GPS News


Nov 2010 | No Comment


Air Force rebuts auditor’s concerns about GPS

A report from the Government Accountability Office, the investigative arm of Congress, said the latest GPS satellite was launched almost 3½ years behind schedule, and further delays could leave the system with fewer than the 24 orbiting satellites it needs as older models wear out and stop working. Col. David Buckman of the Air Force Space Command at Peterson Air Force Base said the report’s facts were correct, but “we think it draws overly pessimistic conclusions based on those facts.” Buckman said satellites currently in the design or construction phase are on schedule, and the Air Force has 31 healthy, operational satellites in orbit.

CellGuide introduces HiMap

CellGuide HiMap technology for precision urban positioning now commercially available for CellGuide’s ACLYS chip, ACLYS IP Core, and GPSense engine. It is also available for licensing as an add-on to GNSS receiver manufacturers. HiMap improves GNSS navigation performance in urban canyons.

GPS chips in rhino horns

South African rangers plan to implant GPS devices in the horns of rhinos in a new effort to combat rampant poaching. The GPS chips link up to a computer monitoring station where park rangers track the rhinos. An alarm signal activates if the rhino lies inert for longer than is deemed normal, or becomes unusually active.

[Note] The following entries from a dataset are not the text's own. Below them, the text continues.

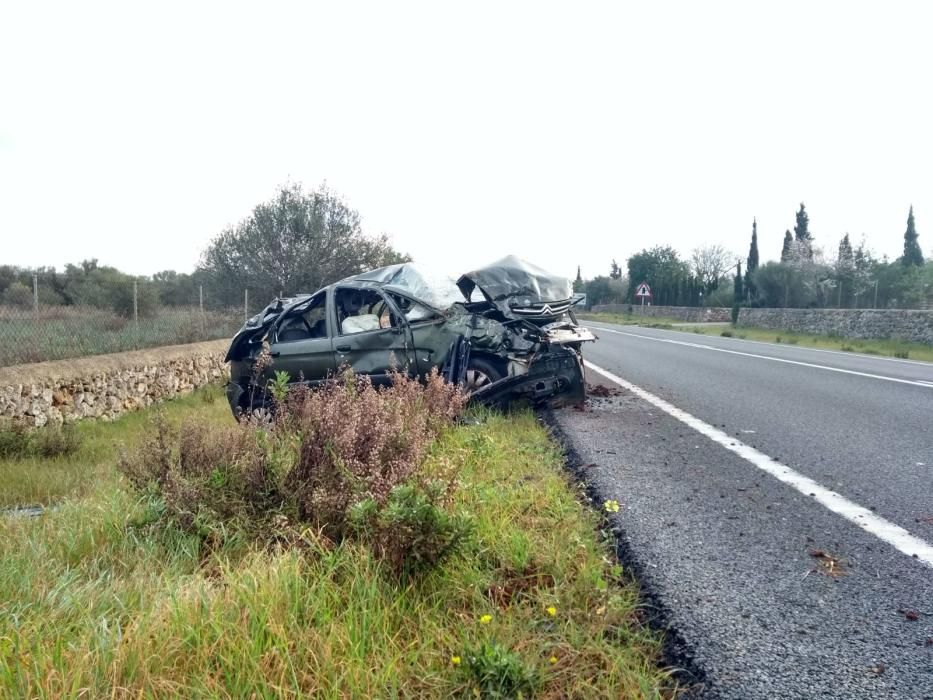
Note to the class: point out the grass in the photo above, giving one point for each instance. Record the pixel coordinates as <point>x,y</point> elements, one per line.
<point>37,480</point>
<point>63,332</point>
<point>95,601</point>
<point>882,347</point>
<point>630,320</point>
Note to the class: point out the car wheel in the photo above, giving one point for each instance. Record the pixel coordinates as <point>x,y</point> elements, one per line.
<point>480,373</point>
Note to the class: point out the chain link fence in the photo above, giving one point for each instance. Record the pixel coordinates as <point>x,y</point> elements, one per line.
<point>39,324</point>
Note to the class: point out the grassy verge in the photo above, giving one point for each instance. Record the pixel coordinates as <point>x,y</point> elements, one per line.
<point>633,319</point>
<point>883,347</point>
<point>96,602</point>
<point>34,480</point>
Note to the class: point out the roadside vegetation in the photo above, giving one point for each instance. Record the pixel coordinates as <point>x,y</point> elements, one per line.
<point>422,556</point>
<point>633,319</point>
<point>883,347</point>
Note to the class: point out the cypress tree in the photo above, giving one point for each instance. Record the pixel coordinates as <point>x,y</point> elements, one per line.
<point>912,253</point>
<point>802,230</point>
<point>787,251</point>
<point>752,261</point>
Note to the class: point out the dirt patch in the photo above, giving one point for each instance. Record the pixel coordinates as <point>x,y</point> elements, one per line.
<point>828,564</point>
<point>513,584</point>
<point>600,391</point>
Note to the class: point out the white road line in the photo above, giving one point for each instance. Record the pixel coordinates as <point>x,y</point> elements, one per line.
<point>925,384</point>
<point>883,529</point>
<point>789,346</point>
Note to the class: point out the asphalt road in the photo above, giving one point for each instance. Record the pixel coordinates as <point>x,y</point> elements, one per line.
<point>723,536</point>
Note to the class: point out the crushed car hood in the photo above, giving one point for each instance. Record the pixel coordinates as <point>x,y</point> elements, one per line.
<point>513,278</point>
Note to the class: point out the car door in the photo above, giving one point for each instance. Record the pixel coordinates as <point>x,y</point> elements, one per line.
<point>430,337</point>
<point>371,336</point>
<point>301,343</point>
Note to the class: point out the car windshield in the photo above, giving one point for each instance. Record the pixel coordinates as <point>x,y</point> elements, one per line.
<point>437,290</point>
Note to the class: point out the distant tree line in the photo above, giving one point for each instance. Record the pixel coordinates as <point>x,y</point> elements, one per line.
<point>297,241</point>
<point>803,277</point>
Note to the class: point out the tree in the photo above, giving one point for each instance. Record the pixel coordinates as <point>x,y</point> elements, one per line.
<point>578,284</point>
<point>662,268</point>
<point>912,253</point>
<point>710,263</point>
<point>845,271</point>
<point>802,230</point>
<point>295,242</point>
<point>604,290</point>
<point>738,287</point>
<point>751,263</point>
<point>786,251</point>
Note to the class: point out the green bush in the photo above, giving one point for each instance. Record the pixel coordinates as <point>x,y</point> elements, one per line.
<point>412,530</point>
<point>18,294</point>
<point>498,672</point>
<point>344,459</point>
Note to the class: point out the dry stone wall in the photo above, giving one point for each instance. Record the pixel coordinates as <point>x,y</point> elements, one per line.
<point>105,386</point>
<point>901,324</point>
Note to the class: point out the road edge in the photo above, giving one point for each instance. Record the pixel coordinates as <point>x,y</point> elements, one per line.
<point>677,653</point>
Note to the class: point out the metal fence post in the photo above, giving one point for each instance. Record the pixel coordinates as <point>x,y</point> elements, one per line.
<point>136,310</point>
<point>35,295</point>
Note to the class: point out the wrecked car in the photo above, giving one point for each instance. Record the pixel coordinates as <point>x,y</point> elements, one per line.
<point>504,332</point>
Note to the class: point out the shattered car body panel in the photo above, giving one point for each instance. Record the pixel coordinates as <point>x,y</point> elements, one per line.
<point>505,331</point>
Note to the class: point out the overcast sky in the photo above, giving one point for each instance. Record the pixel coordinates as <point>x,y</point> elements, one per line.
<point>567,134</point>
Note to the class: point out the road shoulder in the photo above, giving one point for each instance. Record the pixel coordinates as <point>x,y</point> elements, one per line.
<point>725,555</point>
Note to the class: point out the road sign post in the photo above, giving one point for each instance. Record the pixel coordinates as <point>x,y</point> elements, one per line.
<point>643,292</point>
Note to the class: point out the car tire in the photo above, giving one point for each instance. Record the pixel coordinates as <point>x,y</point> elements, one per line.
<point>480,372</point>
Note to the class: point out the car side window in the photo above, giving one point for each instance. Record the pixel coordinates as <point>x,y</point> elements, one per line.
<point>362,310</point>
<point>305,325</point>
<point>413,311</point>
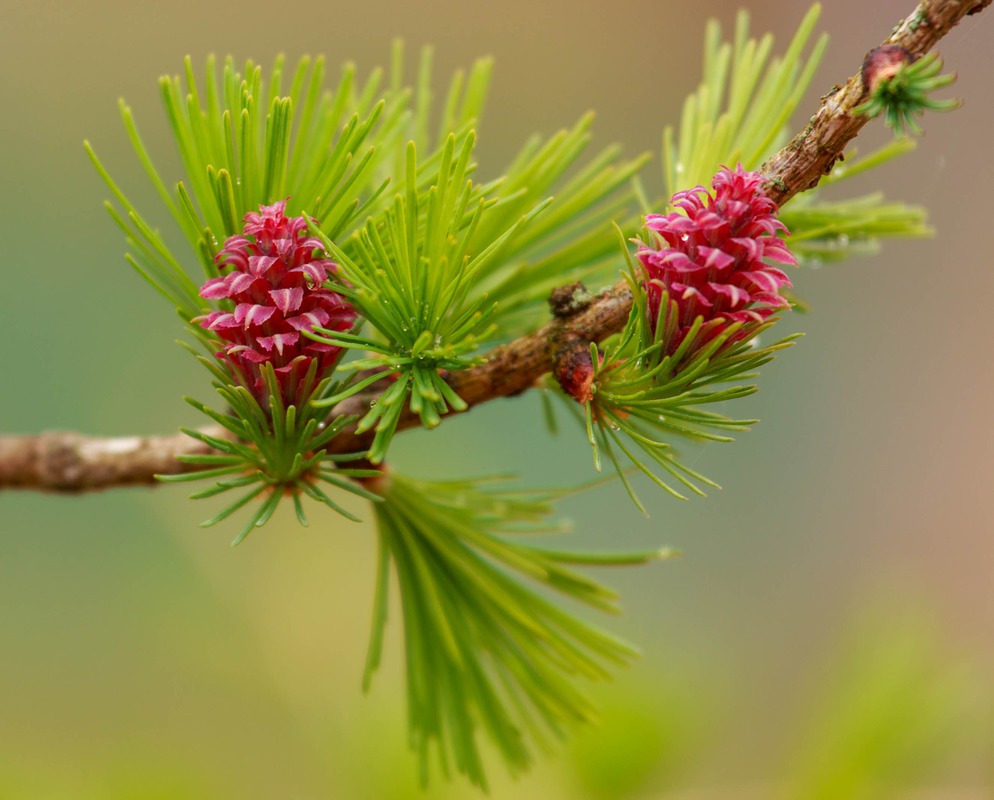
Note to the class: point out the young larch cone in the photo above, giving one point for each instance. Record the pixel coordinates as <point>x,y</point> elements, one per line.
<point>275,281</point>
<point>711,256</point>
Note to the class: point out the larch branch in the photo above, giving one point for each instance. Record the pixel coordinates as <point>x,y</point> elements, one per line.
<point>70,462</point>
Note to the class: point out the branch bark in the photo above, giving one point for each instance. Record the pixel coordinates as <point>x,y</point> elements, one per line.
<point>70,462</point>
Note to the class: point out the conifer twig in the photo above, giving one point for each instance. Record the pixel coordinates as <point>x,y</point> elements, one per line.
<point>71,462</point>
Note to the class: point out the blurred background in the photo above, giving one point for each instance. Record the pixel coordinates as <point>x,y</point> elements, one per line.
<point>829,630</point>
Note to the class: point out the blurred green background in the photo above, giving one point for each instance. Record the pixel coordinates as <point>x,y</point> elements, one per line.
<point>829,631</point>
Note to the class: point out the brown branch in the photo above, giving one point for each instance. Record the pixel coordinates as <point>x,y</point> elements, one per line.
<point>70,462</point>
<point>67,462</point>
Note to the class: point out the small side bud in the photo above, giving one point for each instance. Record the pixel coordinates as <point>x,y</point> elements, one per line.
<point>882,64</point>
<point>573,368</point>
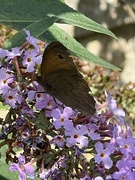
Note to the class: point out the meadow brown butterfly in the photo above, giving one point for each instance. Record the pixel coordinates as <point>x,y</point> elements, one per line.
<point>61,79</point>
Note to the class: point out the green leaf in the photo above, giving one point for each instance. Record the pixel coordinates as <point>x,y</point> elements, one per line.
<point>33,10</point>
<point>54,33</point>
<point>36,29</point>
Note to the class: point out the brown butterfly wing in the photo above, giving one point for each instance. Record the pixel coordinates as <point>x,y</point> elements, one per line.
<point>61,78</point>
<point>71,89</point>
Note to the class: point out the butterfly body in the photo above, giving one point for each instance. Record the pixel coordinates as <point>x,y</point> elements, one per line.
<point>61,78</point>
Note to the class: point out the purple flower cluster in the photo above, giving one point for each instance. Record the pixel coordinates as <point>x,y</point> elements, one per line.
<point>63,144</point>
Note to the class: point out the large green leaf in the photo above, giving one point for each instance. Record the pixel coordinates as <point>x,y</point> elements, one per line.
<point>36,29</point>
<point>33,10</point>
<point>54,33</point>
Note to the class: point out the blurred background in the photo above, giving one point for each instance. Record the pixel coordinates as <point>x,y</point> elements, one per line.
<point>119,17</point>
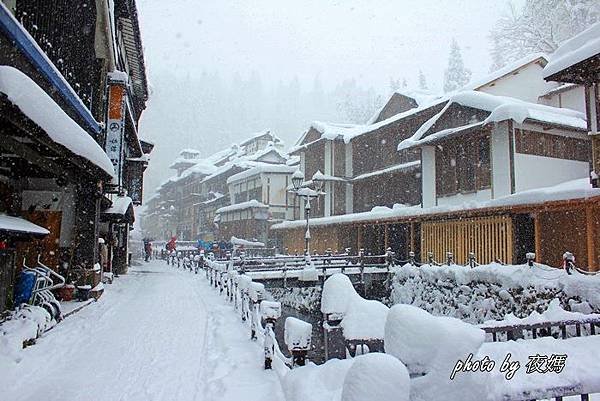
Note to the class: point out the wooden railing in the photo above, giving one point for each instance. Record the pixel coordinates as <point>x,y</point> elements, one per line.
<point>556,329</point>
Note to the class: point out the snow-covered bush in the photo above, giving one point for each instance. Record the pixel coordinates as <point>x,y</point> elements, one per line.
<point>316,382</point>
<point>432,345</point>
<point>490,292</point>
<point>425,343</point>
<point>362,319</point>
<point>303,299</point>
<point>376,377</point>
<point>21,328</point>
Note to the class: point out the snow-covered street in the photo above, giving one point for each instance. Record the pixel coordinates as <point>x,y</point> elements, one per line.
<point>158,333</point>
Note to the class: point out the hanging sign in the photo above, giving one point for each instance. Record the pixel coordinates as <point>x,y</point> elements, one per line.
<point>115,122</point>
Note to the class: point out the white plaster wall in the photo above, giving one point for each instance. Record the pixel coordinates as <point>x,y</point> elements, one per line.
<point>277,189</point>
<point>527,84</point>
<point>328,171</point>
<point>349,173</point>
<point>538,171</point>
<point>428,176</point>
<point>500,151</point>
<point>459,199</point>
<point>573,98</point>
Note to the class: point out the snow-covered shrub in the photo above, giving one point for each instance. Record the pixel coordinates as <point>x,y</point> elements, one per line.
<point>425,343</point>
<point>432,345</point>
<point>376,377</point>
<point>316,382</point>
<point>21,328</point>
<point>362,319</point>
<point>490,292</point>
<point>303,299</point>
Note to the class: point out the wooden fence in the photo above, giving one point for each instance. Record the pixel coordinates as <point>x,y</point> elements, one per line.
<point>490,238</point>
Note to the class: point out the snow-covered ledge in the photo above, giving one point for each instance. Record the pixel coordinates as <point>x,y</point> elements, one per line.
<point>428,176</point>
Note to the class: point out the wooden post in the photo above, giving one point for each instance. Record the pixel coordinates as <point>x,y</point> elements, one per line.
<point>590,236</point>
<point>412,236</point>
<point>386,241</point>
<point>87,207</point>
<point>538,237</point>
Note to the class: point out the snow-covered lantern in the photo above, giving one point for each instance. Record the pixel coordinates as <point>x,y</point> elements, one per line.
<point>530,256</point>
<point>297,179</point>
<point>256,292</point>
<point>318,180</point>
<point>270,310</point>
<point>298,338</point>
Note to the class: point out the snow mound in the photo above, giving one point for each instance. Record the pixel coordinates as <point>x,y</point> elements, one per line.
<point>365,319</point>
<point>316,382</point>
<point>425,343</point>
<point>23,325</point>
<point>297,334</point>
<point>376,377</point>
<point>362,319</point>
<point>338,293</point>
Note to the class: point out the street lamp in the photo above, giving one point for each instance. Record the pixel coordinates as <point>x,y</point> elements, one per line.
<point>307,194</point>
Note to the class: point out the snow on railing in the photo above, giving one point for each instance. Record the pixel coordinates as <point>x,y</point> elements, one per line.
<point>248,298</point>
<point>433,347</point>
<point>430,348</point>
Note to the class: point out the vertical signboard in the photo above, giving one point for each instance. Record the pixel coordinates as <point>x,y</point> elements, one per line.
<point>115,122</point>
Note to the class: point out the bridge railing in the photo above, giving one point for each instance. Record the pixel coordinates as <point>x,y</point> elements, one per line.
<point>557,329</point>
<point>248,298</point>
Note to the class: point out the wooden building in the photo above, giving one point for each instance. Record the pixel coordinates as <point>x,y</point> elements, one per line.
<point>186,205</point>
<point>577,62</point>
<point>55,65</point>
<point>499,175</point>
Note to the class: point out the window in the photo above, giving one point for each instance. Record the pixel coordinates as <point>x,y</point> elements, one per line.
<point>463,167</point>
<point>548,145</point>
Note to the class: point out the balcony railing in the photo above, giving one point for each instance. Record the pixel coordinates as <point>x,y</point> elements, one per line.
<point>25,43</point>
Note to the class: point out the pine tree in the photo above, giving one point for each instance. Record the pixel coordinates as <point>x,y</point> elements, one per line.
<point>456,75</point>
<point>540,26</point>
<point>498,59</point>
<point>422,81</point>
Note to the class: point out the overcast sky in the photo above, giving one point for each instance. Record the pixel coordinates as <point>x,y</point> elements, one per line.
<point>371,41</point>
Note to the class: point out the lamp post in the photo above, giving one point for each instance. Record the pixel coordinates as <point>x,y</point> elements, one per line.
<point>307,194</point>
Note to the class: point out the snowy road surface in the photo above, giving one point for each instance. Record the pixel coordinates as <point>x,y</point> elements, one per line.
<point>157,333</point>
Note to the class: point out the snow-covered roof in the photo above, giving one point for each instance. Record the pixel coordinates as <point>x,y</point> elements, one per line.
<point>575,50</point>
<point>501,108</point>
<point>256,135</point>
<point>421,96</point>
<point>506,70</point>
<point>41,109</point>
<point>182,161</point>
<point>19,225</point>
<point>348,132</point>
<point>262,168</point>
<point>570,190</point>
<point>270,148</point>
<point>190,151</point>
<point>120,204</point>
<point>243,242</point>
<point>241,206</point>
<point>200,168</point>
<point>559,89</point>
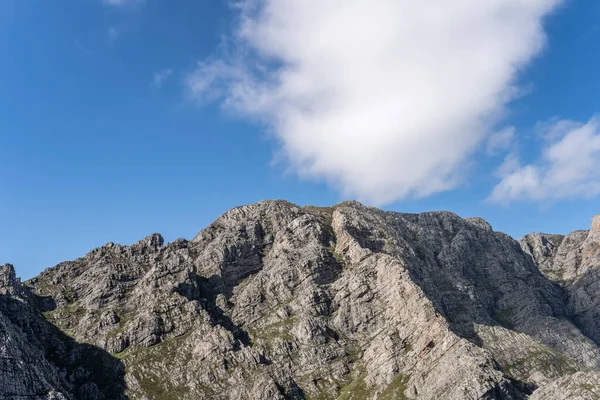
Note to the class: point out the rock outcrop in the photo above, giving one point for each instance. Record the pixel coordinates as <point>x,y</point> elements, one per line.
<point>276,301</point>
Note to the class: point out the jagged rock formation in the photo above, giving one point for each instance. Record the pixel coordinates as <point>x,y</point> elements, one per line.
<point>276,301</point>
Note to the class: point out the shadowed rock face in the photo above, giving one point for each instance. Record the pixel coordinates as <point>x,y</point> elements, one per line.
<point>276,301</point>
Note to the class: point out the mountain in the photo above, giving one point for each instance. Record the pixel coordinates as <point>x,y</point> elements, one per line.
<point>276,301</point>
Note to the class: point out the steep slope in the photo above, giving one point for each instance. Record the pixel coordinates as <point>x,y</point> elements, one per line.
<point>275,301</point>
<point>39,362</point>
<point>572,261</point>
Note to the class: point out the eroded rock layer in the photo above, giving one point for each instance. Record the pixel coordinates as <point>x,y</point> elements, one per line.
<point>276,301</point>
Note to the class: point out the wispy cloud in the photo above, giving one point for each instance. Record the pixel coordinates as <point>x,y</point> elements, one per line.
<point>501,140</point>
<point>568,168</point>
<point>385,100</point>
<point>161,76</point>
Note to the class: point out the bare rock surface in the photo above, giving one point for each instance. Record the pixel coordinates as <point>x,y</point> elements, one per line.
<point>277,301</point>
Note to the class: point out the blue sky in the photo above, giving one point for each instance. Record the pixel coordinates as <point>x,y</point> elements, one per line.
<point>120,120</point>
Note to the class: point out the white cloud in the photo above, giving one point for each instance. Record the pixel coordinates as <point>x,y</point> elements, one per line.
<point>568,168</point>
<point>384,99</point>
<point>161,76</point>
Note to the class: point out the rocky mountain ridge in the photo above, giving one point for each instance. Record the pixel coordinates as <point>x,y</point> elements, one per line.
<point>276,301</point>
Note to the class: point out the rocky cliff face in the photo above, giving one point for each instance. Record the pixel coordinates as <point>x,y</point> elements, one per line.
<point>276,301</point>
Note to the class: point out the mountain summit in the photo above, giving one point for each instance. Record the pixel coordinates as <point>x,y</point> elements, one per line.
<point>277,301</point>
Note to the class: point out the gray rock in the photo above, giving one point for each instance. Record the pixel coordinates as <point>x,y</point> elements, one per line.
<point>276,301</point>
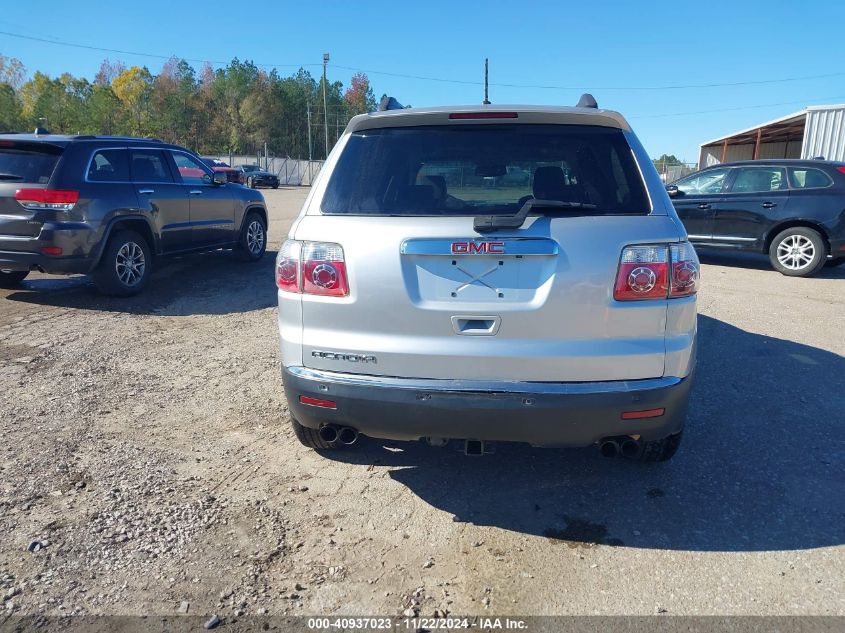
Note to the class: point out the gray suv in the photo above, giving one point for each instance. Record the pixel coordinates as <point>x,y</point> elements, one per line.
<point>424,295</point>
<point>106,206</point>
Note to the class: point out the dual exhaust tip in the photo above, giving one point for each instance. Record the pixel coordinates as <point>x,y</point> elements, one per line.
<point>621,446</point>
<point>332,434</point>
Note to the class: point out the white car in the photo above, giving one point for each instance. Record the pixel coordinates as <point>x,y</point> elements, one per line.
<point>417,302</point>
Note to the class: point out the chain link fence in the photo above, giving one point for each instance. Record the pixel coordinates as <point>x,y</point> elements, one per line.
<point>291,171</point>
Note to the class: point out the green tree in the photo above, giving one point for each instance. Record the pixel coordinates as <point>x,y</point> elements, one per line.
<point>359,96</point>
<point>133,87</point>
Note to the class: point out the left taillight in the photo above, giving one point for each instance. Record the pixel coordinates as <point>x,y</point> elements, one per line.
<point>657,271</point>
<point>315,268</point>
<point>47,199</point>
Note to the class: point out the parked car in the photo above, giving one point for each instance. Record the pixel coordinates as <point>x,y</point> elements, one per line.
<point>232,174</point>
<point>412,309</point>
<point>255,177</point>
<point>793,210</point>
<point>108,206</point>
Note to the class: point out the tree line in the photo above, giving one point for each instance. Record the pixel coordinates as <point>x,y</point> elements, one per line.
<point>234,109</point>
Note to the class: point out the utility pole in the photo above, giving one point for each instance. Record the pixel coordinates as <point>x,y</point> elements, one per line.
<point>486,99</point>
<point>325,108</point>
<point>308,112</point>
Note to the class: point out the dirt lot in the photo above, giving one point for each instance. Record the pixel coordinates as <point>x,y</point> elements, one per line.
<point>147,459</point>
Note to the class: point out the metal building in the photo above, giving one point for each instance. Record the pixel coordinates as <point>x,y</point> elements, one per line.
<point>817,131</point>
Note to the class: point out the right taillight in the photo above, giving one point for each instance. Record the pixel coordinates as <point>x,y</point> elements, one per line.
<point>685,270</point>
<point>316,268</point>
<point>656,272</point>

MICHIBIKI transmits L1-SAIF signal

JAXA has been conducting the initial functional verification of “MICHIBIKI,” including its attitude control and communications systems, and satellite bus. The functions of the attitude control and communications systems have been confirmed. Transmission of one of the positioning signals, namely the L1-SAIF signal (*1) from the L1-SAIF antenna (*2) of the MICHIBIKI started after turning on the onboard positioning mission devices. During the verification Non Standard Code (NSC) is being used.

Broadcom supports QZSS

Broadcom’s single-chip GPS solution for mobile devices supports the new Quasi-Zenith Satellite System by Japan. The BCM4751 solution has built-in support for QZSS and also supports additional satellite constellations including the SBAS making as many as nine additional satellites available for use in navigation.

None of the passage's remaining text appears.